Recently, mesenchymal stem cells (MSC) have been proved to be beneficial in acute respiratory distress syndrome (ARDS). Vascular endothelial growth factor (VEGF) is an important angiogenesis factor that MSC release. However, the precise role of VEGF-expressing character of MSC in the MSC treatment for ARDS remains obscure. Here, we firstly knocked down the gene VEGF in MSC (MSC-ShVEGF) with lentiviral transduction. Then we injected the MSC-ShVEGF to rats with lipopolysaccharide-induced acute lung injury (ALI) via the tail vein. Data showed that MSC transplantation significantly increased VEGF levels in the lung, reduced lung permeability, protected lung endothelium from apoptosis, facilitated VE-cadherin recovery, controlled inflammation, and attenuated lung injury.

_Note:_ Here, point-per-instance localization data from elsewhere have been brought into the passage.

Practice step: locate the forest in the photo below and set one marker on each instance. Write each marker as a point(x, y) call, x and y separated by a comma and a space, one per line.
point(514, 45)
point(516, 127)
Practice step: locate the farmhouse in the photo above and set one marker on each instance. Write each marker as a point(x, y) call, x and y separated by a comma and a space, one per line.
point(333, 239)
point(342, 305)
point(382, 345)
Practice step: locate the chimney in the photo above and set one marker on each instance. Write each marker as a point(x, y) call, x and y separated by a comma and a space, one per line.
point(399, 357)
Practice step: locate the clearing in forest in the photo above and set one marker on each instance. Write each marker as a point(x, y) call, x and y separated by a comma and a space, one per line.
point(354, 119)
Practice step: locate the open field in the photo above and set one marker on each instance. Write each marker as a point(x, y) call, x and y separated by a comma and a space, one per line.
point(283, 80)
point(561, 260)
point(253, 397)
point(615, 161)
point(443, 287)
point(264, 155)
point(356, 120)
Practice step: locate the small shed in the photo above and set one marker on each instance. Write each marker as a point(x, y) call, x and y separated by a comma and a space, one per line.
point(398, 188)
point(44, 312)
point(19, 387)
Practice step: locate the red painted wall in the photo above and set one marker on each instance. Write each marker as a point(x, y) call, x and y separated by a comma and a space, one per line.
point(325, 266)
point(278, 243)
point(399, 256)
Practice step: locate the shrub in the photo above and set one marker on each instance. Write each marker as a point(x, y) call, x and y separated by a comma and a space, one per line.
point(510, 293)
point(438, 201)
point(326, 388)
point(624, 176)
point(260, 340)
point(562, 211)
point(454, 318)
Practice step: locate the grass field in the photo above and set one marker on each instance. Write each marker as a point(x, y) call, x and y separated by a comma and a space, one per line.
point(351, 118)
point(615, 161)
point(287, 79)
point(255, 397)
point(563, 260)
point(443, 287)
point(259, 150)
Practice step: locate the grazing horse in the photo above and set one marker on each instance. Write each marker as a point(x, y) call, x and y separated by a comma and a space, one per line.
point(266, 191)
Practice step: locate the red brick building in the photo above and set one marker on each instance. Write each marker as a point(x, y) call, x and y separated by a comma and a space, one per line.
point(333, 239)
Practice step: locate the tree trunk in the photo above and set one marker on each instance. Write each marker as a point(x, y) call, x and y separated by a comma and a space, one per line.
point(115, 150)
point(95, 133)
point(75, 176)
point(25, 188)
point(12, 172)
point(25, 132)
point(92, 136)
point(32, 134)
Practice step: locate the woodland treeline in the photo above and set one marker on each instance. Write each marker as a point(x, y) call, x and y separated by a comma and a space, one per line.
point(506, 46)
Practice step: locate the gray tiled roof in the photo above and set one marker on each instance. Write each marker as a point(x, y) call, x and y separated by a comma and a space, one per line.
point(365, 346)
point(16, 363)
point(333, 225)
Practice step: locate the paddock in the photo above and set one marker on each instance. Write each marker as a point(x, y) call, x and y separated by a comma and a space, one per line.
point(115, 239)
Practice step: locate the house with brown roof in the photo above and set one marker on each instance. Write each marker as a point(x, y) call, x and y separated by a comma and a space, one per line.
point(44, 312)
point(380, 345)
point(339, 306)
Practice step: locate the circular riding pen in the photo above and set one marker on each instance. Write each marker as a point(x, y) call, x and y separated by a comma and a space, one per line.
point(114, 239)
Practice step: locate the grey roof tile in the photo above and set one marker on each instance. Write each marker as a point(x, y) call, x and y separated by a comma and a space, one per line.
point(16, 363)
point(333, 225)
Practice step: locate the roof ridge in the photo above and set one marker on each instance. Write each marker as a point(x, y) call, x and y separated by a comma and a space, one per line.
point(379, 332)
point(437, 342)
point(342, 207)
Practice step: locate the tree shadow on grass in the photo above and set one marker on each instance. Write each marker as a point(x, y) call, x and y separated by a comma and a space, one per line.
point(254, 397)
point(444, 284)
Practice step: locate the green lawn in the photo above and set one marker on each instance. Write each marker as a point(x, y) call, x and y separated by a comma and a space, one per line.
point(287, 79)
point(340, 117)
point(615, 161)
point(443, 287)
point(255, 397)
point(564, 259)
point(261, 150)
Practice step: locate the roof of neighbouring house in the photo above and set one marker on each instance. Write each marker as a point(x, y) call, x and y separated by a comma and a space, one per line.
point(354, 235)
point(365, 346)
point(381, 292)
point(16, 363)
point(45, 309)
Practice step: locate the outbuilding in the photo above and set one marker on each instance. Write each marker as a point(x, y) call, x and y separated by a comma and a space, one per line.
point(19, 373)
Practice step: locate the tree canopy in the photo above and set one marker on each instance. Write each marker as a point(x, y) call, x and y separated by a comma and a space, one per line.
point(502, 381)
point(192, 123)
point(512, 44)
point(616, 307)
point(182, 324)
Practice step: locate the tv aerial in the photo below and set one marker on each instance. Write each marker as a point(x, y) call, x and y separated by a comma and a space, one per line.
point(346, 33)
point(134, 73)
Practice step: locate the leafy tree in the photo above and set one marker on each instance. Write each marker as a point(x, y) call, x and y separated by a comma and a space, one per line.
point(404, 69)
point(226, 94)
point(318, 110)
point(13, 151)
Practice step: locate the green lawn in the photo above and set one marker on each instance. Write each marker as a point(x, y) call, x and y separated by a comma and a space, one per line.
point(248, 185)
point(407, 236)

However, VEGF gene knockdown in MSC led to relatively insufficient VEGF expression in the injured lung and significantly diminished the therapeutic effects of MSC on ALI, suggesting an important role of VEGF-expressing behavior of MSC in the maintenance of VEGF in the lung and the MSC treatment for ALI. Hence, we conclude that MSC restores the lung permeability and attenuates lung injury in rats with ALI in part by maintaining a “sufficient” VEGF level in the lung and the VEGF-expressing character of MSC plays a positive role in the therapeutic effects of MSC on ARDS.